Zusammenfassung
Hintergrund
Hörbehinderungen können zu einer verminderten Lebensqualität führen und somit einen Vulnerabilitätsfaktor für psychische Störungen darstellen.
Ziel der Arbeit
Diese Studie stellt die erste grundlegende Analyse subjektiver Lebensqualität und depressiver Symptome bei Hörbehinderung in Deutschland aus psychiatrischer Perspektive dar.
Material und Methoden
Die Patientengruppe umfasste 30 hörbehinderte Probanden (27 Frauen, 3 Männer), die eine aktuelle oder vergangene psychische Erkrankung und/oder eine psychiatrisch-psychotherapeutische Behandlung vorwiesen (Alter: Mittelwert [M] = 49,67 Jahre, Standardabweichung [SD] = 13,54).
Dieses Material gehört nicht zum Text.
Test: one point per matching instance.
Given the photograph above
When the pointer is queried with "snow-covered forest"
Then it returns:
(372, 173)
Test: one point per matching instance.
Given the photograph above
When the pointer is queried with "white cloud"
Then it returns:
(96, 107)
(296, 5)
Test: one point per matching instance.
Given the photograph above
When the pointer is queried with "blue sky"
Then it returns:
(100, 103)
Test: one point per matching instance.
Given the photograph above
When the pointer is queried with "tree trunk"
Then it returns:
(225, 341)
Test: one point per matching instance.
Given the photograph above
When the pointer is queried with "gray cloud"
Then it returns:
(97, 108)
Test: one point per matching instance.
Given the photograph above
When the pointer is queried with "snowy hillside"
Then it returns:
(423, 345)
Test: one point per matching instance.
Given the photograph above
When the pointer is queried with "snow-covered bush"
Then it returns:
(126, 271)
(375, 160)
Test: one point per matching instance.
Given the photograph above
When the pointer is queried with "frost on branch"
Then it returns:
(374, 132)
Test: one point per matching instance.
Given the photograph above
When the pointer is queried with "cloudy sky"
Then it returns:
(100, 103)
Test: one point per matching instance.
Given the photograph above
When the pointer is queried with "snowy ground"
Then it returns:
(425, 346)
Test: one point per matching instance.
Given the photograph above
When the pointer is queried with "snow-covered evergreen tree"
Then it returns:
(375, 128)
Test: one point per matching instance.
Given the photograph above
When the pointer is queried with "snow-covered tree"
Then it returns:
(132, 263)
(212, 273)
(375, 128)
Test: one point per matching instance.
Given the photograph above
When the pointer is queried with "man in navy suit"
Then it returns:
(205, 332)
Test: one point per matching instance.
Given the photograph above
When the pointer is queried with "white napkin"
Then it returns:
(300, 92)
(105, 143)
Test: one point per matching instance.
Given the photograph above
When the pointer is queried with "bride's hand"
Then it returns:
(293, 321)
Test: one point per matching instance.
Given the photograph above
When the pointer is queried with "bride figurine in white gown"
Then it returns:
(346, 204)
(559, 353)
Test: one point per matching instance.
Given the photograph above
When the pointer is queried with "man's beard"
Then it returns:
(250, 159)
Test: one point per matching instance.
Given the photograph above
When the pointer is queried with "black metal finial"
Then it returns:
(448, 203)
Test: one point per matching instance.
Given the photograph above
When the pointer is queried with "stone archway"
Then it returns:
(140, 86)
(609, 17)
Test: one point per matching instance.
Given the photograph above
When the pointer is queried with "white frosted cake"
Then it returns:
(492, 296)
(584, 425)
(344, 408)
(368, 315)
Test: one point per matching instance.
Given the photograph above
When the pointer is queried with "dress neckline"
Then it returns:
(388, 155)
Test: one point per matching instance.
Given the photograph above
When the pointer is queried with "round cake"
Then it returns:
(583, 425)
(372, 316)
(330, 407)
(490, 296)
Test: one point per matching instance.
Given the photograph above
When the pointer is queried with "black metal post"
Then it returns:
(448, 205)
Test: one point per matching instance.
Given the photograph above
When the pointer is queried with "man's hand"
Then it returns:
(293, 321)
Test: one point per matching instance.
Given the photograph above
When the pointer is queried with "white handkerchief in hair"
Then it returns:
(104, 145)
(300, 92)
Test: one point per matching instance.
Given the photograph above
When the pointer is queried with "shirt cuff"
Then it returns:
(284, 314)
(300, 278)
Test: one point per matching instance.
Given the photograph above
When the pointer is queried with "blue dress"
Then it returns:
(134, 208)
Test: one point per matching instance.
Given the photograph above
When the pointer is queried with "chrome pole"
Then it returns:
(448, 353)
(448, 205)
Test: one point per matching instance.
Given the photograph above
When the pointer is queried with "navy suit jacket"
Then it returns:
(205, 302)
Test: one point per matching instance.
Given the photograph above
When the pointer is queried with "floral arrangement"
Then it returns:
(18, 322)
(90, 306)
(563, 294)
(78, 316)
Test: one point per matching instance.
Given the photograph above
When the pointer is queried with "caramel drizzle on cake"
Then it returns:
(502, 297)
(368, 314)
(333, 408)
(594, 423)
Die Kontrollgruppe bestand aus 22 hörbehinderten Probanden (16 Frauen, 6 Männer), die weder eine psychische Störung noch eine dementsprechende Behandlung angaben (Alter M = 52,41 Jahre, SD = 17,30). Neben soziodemografischen Daten wurden der Beginn/Grad der Hörbehinderung sowie die Versorgung mit Hörsystemen erfasst. Testdiagnostisch wurden die subjektiv wahrgenommene Funktionsbeeinträchtigung (Sheehan Disability Scale [SDS]) und die gesundheitsbezogene Lebensqualität (Fragebogen zum Gesundheitszustand, SF-36) ermittelt. Zudem erfolgte eine Erhebung depressiver Symptome (Beck-Depressions-Inventar, BDI-II).
Ergebnisse
Die Gruppen unterschieden sich nicht signifikant bzgl. Alter, Geschlecht und Intelligenz. Teilnehmer der Patientengruppe wiesen eine signifikant höhere subjektive Beeinträchtigung, niedrigere Lebensqualität und stärkere depressive Symptome auf. Als potenzielle Vulnerabilitätsfaktoren auf seelische Gesundheit innerhalb dieser Gruppe erscheinen insbesondere das Ausmaß der Invasivität der Hörhilfe (d. h. Cochlea-Implantat) sowie Entwicklungszeitpunkt der Hörminderung (postlingual) plausibel.
Schlussfolgerung
Die Ergebnisse dieser Studie bedeuten für den Behandler, dass dieser neben einer qualitativ hochwertigen akustischen Versorgung die psychosoziale Behandlungsbedürftigkeit der psychischen Folgen, bedingt durch den Verlust der Lebensqualität, kontinuierlich prüfen sollte. Die Entwicklung eines spezifischen psychotherapeutischen Angebots für Menschen mit einer Hörminderung bedarf zusätzlicher Erforschung von Schutz- und Vulnerabilitätsfaktoren, die für die Entwicklung psychischer Störungen bei Hörminderung von Bedeutung sein können.